Operation Mayhem
I'm moving in about two weeks to the apartment building next door and I'm calling it Operation Mayhem. Today I've started doing some preliminary packing, sorting, etc. I have this big box full of old Anolog and Isaac Asimov science fiction magazines from 1978-1982. Paging through them, I finally understand the nerdy sci-fi fan stereotype. The art work is hilarious, and the science fiction poetry just plain weird. The funniest story I noticed was called FemWorld, about a future society where feminism has run amuck!
Maybe the nerds were all nervous in 1980. I don't know. I was barely five months old back then.
10 comments:
Where in heaven's name did you get all those back issues? Have you been stalking my father again?
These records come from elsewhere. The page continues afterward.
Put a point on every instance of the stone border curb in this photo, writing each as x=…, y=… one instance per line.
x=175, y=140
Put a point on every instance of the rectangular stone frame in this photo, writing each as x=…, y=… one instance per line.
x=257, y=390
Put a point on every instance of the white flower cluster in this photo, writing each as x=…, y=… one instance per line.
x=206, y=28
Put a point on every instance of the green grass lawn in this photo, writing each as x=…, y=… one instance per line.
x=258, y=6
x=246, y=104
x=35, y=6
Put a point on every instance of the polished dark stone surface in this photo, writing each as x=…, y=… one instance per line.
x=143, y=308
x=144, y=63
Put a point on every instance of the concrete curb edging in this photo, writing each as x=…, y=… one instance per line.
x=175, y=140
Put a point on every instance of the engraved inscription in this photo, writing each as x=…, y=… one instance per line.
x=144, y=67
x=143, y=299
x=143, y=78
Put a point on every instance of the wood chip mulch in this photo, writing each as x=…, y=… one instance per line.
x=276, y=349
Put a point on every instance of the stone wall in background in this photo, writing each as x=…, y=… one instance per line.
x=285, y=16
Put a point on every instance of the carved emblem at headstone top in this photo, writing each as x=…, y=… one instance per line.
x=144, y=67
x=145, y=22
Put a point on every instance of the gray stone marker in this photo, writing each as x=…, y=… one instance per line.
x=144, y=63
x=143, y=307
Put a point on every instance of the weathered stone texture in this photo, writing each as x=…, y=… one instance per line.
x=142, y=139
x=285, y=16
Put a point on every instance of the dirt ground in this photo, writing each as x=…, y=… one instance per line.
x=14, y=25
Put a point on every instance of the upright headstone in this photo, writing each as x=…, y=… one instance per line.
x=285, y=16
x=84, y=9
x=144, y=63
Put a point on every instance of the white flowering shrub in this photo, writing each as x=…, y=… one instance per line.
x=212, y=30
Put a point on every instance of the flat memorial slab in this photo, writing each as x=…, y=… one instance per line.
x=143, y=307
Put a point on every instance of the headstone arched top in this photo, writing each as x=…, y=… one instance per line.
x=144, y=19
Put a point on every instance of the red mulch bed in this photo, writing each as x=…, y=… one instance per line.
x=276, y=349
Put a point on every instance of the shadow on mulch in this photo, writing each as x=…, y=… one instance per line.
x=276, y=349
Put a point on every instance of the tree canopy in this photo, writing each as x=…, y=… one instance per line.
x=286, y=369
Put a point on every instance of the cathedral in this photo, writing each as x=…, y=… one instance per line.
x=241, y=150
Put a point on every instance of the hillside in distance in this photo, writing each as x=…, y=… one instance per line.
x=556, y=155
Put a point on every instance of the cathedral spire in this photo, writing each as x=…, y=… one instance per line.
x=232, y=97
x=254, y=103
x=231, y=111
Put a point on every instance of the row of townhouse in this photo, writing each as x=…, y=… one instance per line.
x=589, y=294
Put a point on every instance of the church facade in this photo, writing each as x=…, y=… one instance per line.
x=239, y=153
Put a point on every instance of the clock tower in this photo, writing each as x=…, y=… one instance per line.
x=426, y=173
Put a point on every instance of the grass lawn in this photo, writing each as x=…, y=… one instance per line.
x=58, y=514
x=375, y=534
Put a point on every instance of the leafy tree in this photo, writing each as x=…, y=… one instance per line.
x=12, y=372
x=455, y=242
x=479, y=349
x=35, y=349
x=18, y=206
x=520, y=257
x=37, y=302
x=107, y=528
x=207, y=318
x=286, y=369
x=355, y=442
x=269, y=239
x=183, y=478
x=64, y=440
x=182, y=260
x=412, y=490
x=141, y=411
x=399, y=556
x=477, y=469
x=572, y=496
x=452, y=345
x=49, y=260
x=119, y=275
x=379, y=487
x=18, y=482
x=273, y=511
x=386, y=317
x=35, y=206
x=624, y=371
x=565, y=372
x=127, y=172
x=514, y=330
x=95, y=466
My dad picked 'em up at a garage sale and gave them to me. I'm going to sell about half of them (I've sorted out the coolest looking ones with writers I recognized) to the Half priced bookstore. No one needs an entire box of this stuff.
Hey, weren't you trying to tell me you're about 37 years old on Friday night?
5 months old??
Yes ma'am. I was born on August 19th, 1979. I share my birthday with Bill Clinton, Gary Gaetti, and David Sedaris.
Lovely. I love Half-Price books. It's a wonderful store.
Quark Soup
A mechanical hand stretches
across eons, these fingers,
temporal nodes
pass unhindered through
neutron stars, magnetars,
absolute singularities.
I dip my spoon of probability
into quark soup
and am reborn.
Thanks for the inspiration, bloppo! I should submit this ASAP to Asimov!
Appy, the science fiction poet, rides again!
The term "quark" as a term for subatomic particles was inspired by James Joyce's use of the term in Finnegan's Wake. In a poem in Finnegan's Wake, no less. And now on Bloggy-gaaaard we have a poem using the word quark.
Bloggy and James Joyce - both writers - both inspiring.
Ha ha, what a funny poem, App. Science fiction poetry. It just sounds so dorky. Yet it is so...dorky.
Thanks, Rand. Your comment was both informative AND inspiring.